Le disparu semblait avoir conservé quelques liens avec la Suisse ainsi qu’un grand amour pour la montagne. D’après Michel Mompontet, René Robert avait fait de magnifiques photos de montagne, aussi. Et selon un cousin éloigné, il aurait eu un frère abbé dans la région de Romont.
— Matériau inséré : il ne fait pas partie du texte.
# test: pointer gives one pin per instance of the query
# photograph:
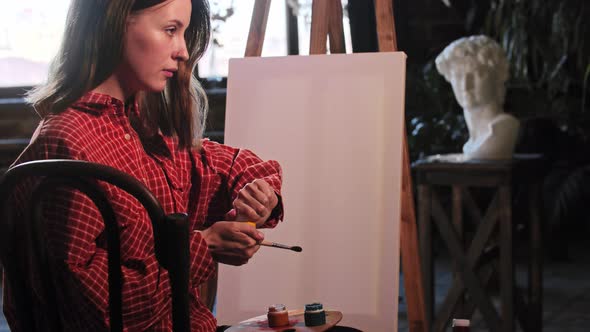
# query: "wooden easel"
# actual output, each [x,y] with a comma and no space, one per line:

Pour s’approcher un peu de la passion du disparu, nous aurions aimé mentionner ici ses trois albums préférés. Mais c’est finalement à son ami Michel Mompontet que nous demandons sa propre sélection:
– «Mis 70 años con el cante», d’Antonio Núñez dit El Chocolate (disponible sur www.allmusic.com);
– «Canta Jerez», 1967, album collectif (une playlist sur Spotify reconstitue cet album considéré comme le best of absolu du cante jondo, le «chant profond», un type de chant flamenco désignant les chants les plus anciens du répertoire);
– «Potro de rabia y miel», de Camarón de la Isla (sur Spotify).
Et en écoutant ces chants, libre à chacun de lancer un «olé, René» pour saluer dignement cette victime d’une époque qui devrait décidément revoir ses gammes.